São os palacios mortos da cidade morta.

Avultam em numero, nessas cidades, casas sem janellas, só portas, tres e quatro: antigos armazens de commercio, fechados, que o commercio desertou tambem.

Numa praça vazia, vestígios vagos de um edificio de vulto. Que é? O antigo theatro..... um theatro onde já resoou a voz de Rosina Stolze, da Candiani...

Não ha na cidade exangue nem pedreiros, nem carapinas; fizeram-se, estes, remendões, aquelles, meros demolidores, tanto vae da ultima construcção. A tarefa se lhes resume em especar muros que deitam ventres, escorar paredes rachadas e remendal-as mal e mal. Um dia mettem abaixo as telhas: sempre vale trinta mil réis o milheiro — e fica á inclemencia do tempo o encargo de aluir o resto.

Os ricos são dous ou tres Eusebios Macarios aposentados, com cem apolices a render no Rio; e os sinecuristas acarrapatados ao orçamento: juiz, collector, delegado.

O resto é a «mob»; velhos mestiços de miseravel descendencia, roida de opilação e alcool; familias decahidas, a viver mysteriosamente umas, outras á custa do parco auxilio enviado de fóra por um filho mais audacioso que emigrou. «Bôa gente» que vive de aparas.

Da geração nova os rapazes emigram cedo, meninos ainda; só fica a próle feminina — sempre fincada de cotovelos á janella, negaceando um marido, que é um mytho em terra assim, donde os casadouros fogem.

Pescam, ás vezes, as mais geitosas, seu promotor, seu delegadozinho de carreira — e o caso torna-se um acontecimento historico criador de lendas.

Toda a ligação com o mundo se resume no cordão umbilical do correio — magro estafeta bifurcado em ponteagudas eguas pisadas, em eterno ir e vir com duas malas postaes á garupa, murchas como figos seccos.

Até o ar é proprio; não vibram nelle sereias de auto, nem cornetas de bicycletas, nem campainhas de carroça, nem pregões de italianos, nem ten-tens de sorveteiros, nem plá-plás de mascateiros turcos. Só o estremecem os velhos sons coloniaes — o sino, o chilreio das andorinhas que moram na egreja, o rechino dos carros de boi, o cincerro de tropas raras, o taralhar das baitacas que, em bando rumoroso, cruzam a cidade, bem alto.

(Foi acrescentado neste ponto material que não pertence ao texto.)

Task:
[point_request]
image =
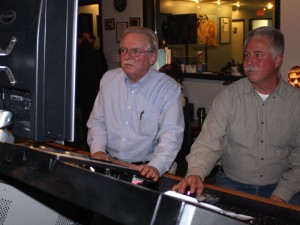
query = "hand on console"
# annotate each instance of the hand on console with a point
(192, 183)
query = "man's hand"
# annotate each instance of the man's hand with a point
(276, 198)
(195, 183)
(147, 171)
(102, 156)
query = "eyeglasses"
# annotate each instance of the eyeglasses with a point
(134, 52)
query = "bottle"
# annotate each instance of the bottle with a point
(201, 114)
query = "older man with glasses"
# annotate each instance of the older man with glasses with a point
(137, 116)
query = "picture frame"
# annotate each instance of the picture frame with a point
(120, 28)
(255, 23)
(225, 30)
(135, 21)
(109, 24)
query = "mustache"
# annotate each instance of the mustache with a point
(251, 69)
(128, 62)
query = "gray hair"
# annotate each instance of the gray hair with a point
(275, 37)
(153, 40)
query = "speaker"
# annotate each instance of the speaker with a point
(16, 207)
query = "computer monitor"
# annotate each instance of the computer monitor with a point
(37, 67)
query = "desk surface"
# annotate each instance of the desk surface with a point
(106, 195)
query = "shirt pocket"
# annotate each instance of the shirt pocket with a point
(148, 124)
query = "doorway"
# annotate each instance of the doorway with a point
(238, 35)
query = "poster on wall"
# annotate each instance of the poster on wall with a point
(207, 29)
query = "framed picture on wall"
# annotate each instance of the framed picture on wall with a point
(225, 30)
(135, 21)
(109, 24)
(120, 27)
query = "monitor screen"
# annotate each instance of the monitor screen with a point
(181, 29)
(37, 67)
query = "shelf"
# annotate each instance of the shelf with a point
(213, 76)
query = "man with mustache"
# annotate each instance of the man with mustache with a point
(137, 116)
(253, 128)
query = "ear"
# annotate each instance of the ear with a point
(278, 60)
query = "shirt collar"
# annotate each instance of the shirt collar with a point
(280, 89)
(140, 82)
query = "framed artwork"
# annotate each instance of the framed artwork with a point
(109, 24)
(120, 27)
(255, 23)
(135, 21)
(225, 30)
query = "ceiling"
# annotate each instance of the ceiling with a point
(244, 4)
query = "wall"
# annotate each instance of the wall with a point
(202, 92)
(134, 8)
(218, 56)
(290, 27)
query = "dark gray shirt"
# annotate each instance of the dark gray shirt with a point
(257, 141)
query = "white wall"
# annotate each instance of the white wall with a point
(202, 92)
(290, 26)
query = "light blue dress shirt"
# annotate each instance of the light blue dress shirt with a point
(140, 121)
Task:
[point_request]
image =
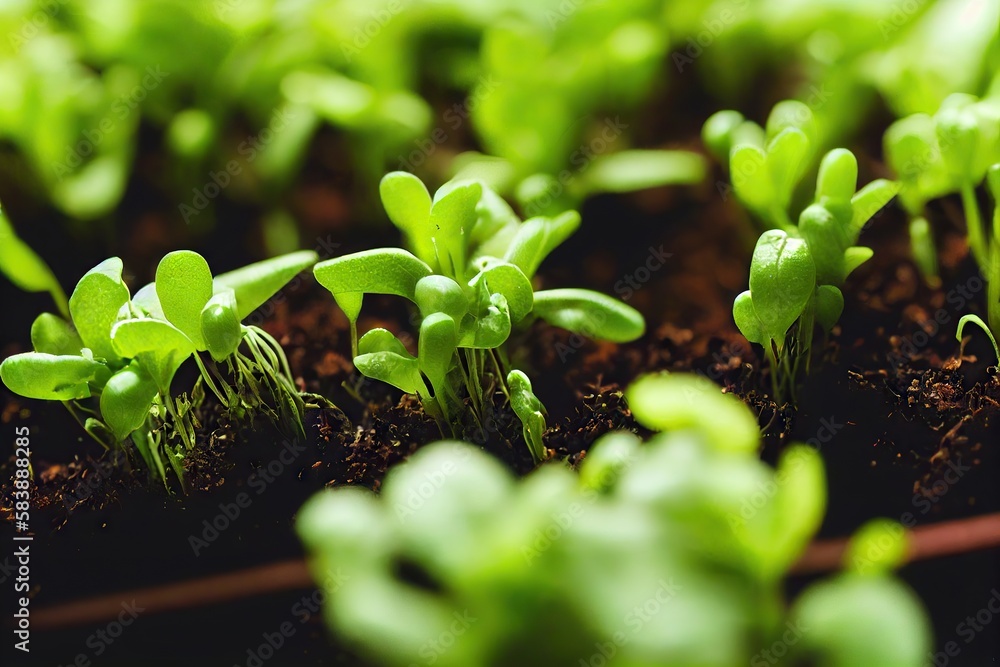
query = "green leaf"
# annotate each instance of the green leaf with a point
(978, 321)
(628, 171)
(799, 506)
(675, 401)
(147, 302)
(183, 286)
(94, 306)
(787, 160)
(437, 345)
(490, 329)
(717, 133)
(782, 279)
(877, 548)
(255, 283)
(51, 377)
(25, 268)
(402, 372)
(408, 205)
(220, 325)
(529, 410)
(829, 306)
(827, 240)
(537, 237)
(382, 340)
(160, 347)
(510, 281)
(589, 313)
(380, 271)
(958, 136)
(453, 216)
(441, 294)
(838, 175)
(868, 201)
(746, 319)
(54, 335)
(126, 400)
(791, 114)
(607, 459)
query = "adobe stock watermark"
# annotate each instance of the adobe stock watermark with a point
(967, 630)
(121, 108)
(633, 623)
(580, 160)
(625, 288)
(454, 117)
(957, 298)
(325, 247)
(900, 16)
(711, 28)
(101, 640)
(259, 481)
(248, 150)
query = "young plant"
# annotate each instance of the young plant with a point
(655, 521)
(765, 165)
(796, 275)
(25, 268)
(469, 275)
(990, 267)
(941, 155)
(113, 362)
(553, 101)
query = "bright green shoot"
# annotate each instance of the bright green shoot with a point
(468, 273)
(26, 269)
(989, 263)
(938, 155)
(113, 362)
(796, 274)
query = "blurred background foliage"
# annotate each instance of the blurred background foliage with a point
(224, 100)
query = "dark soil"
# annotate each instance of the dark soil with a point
(892, 402)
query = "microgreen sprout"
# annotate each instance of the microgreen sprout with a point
(938, 155)
(25, 268)
(657, 518)
(114, 360)
(989, 262)
(469, 273)
(796, 274)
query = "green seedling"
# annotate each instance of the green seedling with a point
(765, 165)
(469, 276)
(655, 521)
(990, 267)
(553, 106)
(796, 275)
(26, 269)
(941, 155)
(113, 362)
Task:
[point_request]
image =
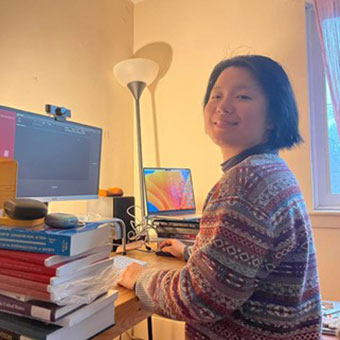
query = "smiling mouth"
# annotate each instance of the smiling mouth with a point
(220, 123)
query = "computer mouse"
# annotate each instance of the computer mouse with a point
(61, 220)
(160, 252)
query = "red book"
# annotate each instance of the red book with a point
(54, 280)
(61, 269)
(41, 291)
(47, 259)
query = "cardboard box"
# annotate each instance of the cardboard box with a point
(8, 180)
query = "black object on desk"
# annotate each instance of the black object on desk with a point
(160, 252)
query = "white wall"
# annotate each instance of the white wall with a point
(62, 52)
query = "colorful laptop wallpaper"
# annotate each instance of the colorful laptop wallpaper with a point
(168, 190)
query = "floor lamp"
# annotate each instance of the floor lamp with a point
(136, 74)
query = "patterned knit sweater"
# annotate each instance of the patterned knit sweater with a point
(252, 272)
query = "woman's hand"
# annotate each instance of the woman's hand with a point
(129, 276)
(174, 247)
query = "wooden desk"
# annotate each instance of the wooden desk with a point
(128, 308)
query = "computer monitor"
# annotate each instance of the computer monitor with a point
(56, 160)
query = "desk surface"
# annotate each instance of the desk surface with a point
(128, 308)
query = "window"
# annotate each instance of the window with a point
(325, 142)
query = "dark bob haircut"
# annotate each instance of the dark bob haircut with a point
(282, 108)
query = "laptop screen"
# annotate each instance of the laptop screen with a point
(169, 190)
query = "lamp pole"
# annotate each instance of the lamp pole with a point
(136, 88)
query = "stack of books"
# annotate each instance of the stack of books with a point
(330, 317)
(184, 231)
(55, 283)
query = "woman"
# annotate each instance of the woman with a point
(252, 272)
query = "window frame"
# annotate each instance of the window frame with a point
(323, 199)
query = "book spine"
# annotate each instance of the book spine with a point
(47, 279)
(176, 224)
(24, 283)
(29, 292)
(10, 335)
(172, 230)
(177, 236)
(27, 267)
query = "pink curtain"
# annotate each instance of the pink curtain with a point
(328, 22)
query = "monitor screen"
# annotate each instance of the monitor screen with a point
(169, 190)
(56, 160)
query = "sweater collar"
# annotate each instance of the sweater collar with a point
(255, 150)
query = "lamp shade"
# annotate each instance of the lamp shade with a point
(136, 69)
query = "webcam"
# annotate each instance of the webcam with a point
(60, 113)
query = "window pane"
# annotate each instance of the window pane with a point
(333, 145)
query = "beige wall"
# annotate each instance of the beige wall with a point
(200, 33)
(62, 52)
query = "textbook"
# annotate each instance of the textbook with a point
(50, 312)
(43, 239)
(40, 291)
(61, 269)
(28, 280)
(19, 327)
(87, 310)
(47, 259)
(50, 279)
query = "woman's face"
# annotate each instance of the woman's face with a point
(235, 116)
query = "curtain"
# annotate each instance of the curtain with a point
(328, 23)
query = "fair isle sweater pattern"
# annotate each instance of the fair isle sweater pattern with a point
(252, 273)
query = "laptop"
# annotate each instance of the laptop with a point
(170, 194)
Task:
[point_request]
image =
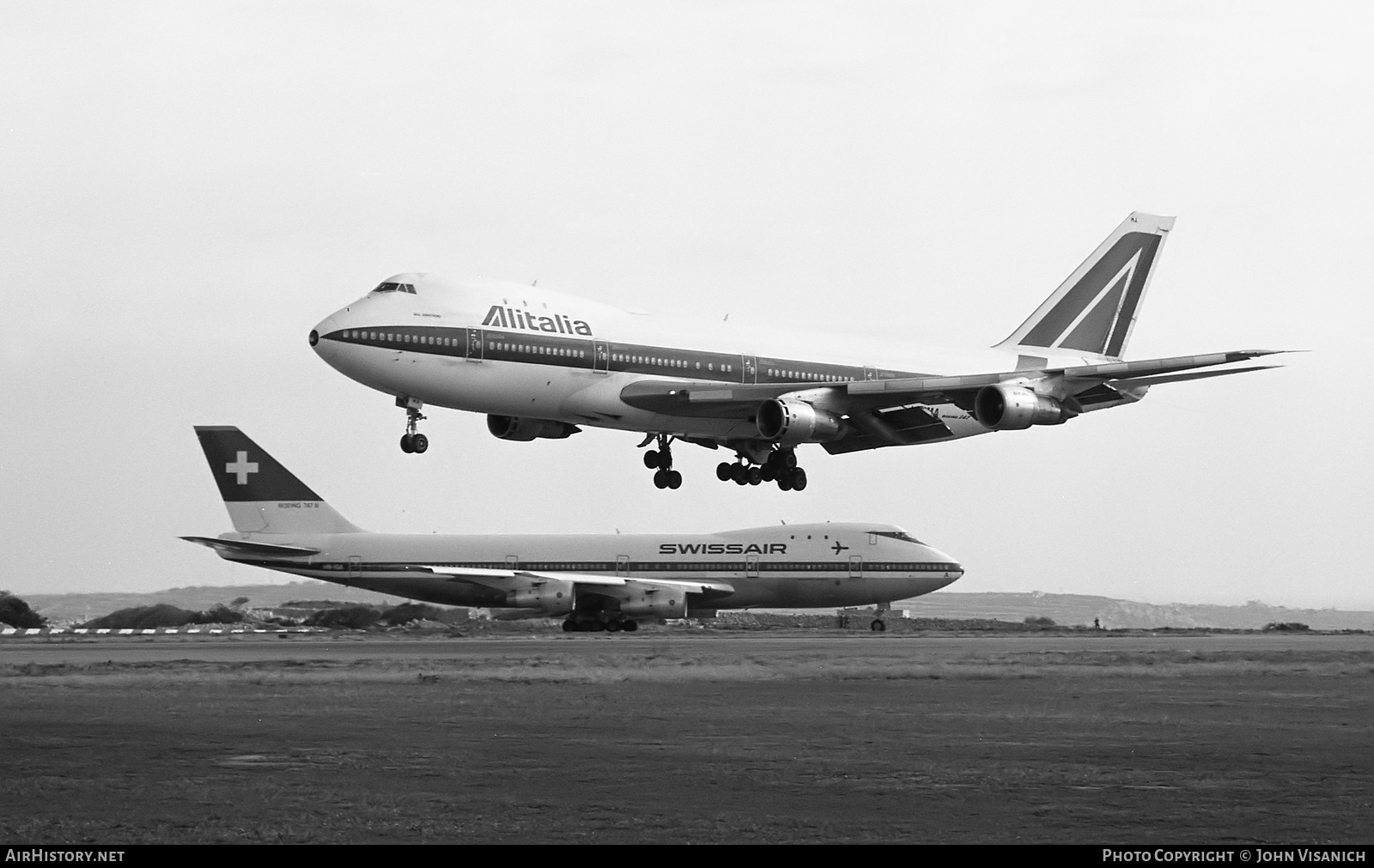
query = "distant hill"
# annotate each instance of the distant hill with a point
(1076, 609)
(1067, 609)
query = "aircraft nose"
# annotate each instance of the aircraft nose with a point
(325, 348)
(954, 569)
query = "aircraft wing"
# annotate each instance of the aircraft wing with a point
(606, 586)
(892, 412)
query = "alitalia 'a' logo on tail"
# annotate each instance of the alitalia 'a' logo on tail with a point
(1096, 308)
(514, 318)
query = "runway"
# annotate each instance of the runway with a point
(264, 648)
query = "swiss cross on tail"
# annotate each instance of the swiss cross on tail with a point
(261, 478)
(242, 467)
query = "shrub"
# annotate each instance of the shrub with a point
(1286, 627)
(17, 613)
(143, 618)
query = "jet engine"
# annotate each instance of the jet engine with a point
(656, 604)
(1013, 408)
(794, 422)
(520, 428)
(553, 598)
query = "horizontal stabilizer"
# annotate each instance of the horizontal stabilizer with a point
(244, 547)
(1178, 378)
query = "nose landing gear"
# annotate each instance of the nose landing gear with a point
(412, 441)
(661, 460)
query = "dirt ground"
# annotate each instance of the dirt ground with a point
(679, 746)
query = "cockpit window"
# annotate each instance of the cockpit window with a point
(897, 535)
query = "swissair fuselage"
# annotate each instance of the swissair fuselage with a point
(783, 566)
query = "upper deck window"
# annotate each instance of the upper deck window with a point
(897, 535)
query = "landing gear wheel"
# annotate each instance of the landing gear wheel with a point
(412, 441)
(661, 462)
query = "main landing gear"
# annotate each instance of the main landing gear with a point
(781, 467)
(879, 624)
(412, 440)
(593, 625)
(661, 462)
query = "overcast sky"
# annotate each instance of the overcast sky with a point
(190, 187)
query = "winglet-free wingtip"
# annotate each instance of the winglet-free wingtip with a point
(1152, 222)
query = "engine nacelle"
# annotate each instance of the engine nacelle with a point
(796, 422)
(656, 604)
(553, 598)
(520, 428)
(1013, 408)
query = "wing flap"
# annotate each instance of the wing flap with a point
(611, 586)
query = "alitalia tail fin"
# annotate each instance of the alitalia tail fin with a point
(1094, 311)
(260, 495)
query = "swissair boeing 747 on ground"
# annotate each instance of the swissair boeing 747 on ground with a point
(540, 364)
(594, 583)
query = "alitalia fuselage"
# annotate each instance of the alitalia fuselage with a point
(522, 352)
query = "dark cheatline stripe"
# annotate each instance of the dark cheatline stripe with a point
(583, 353)
(634, 566)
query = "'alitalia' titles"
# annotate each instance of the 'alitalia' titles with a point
(514, 318)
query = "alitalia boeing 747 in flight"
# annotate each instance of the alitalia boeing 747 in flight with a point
(594, 583)
(540, 364)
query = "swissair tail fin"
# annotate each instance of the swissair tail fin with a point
(1094, 311)
(260, 495)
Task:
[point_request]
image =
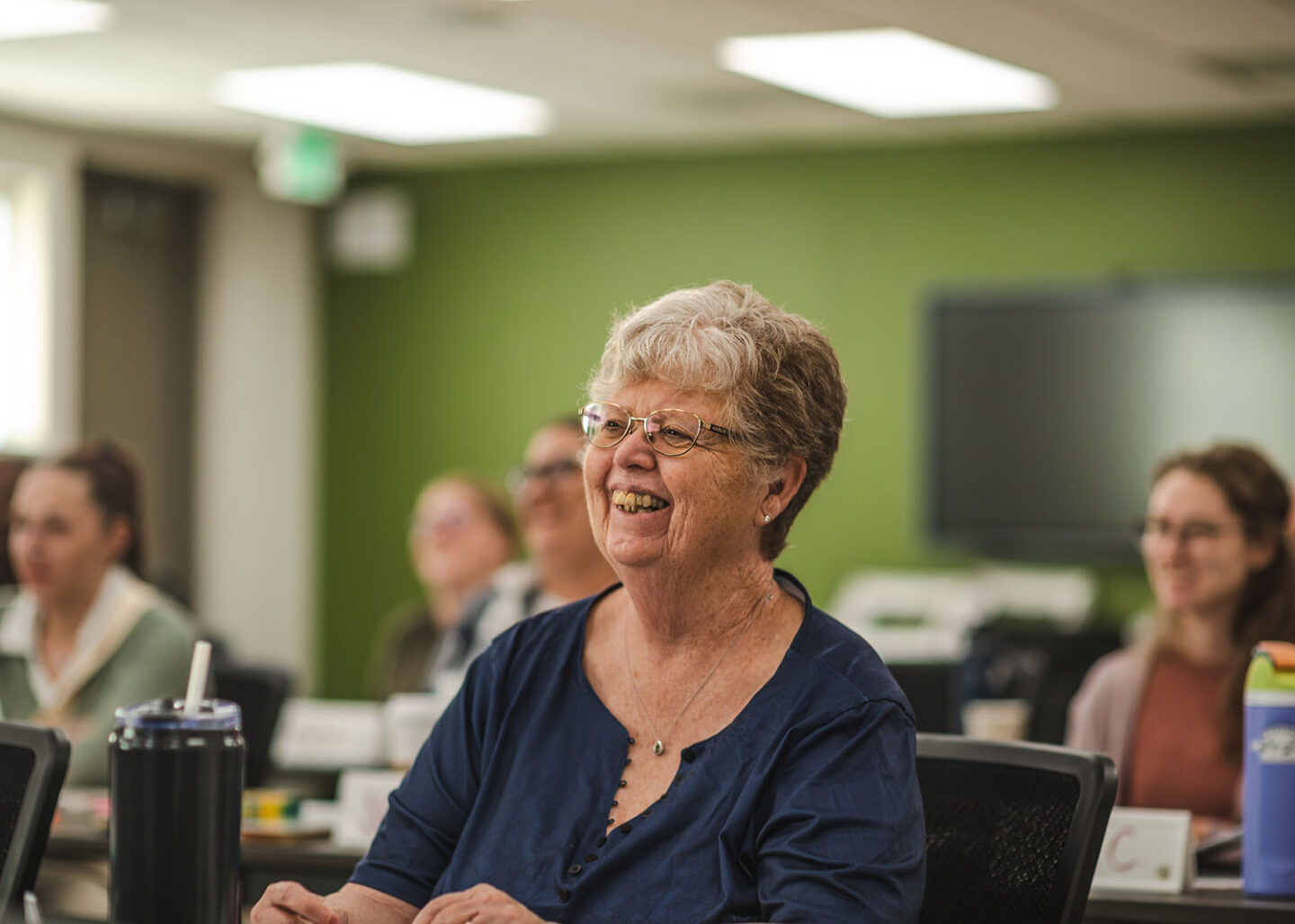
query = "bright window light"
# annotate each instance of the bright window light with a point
(388, 103)
(26, 18)
(25, 318)
(890, 73)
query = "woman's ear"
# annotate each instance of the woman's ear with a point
(782, 488)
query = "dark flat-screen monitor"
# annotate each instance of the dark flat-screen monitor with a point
(1049, 405)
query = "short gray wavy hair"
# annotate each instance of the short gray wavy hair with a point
(773, 373)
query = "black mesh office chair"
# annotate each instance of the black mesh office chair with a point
(261, 693)
(1013, 830)
(32, 765)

Isso nas cidades. Nos campos não é menor a desolação. Legoas a fio se succedem de morraria aspera, onde reinam, soberanos, a saúva e seus alliados o sapé e a samambaia. Por ella passou o café, como um Attila. Toda a seiva foi sugada e, sob forma de grão, ensaccada e expedida para fóra; mas do ouro recebido em troca nem uma oitava permaneceu alli, empregada em restaurar o torrão.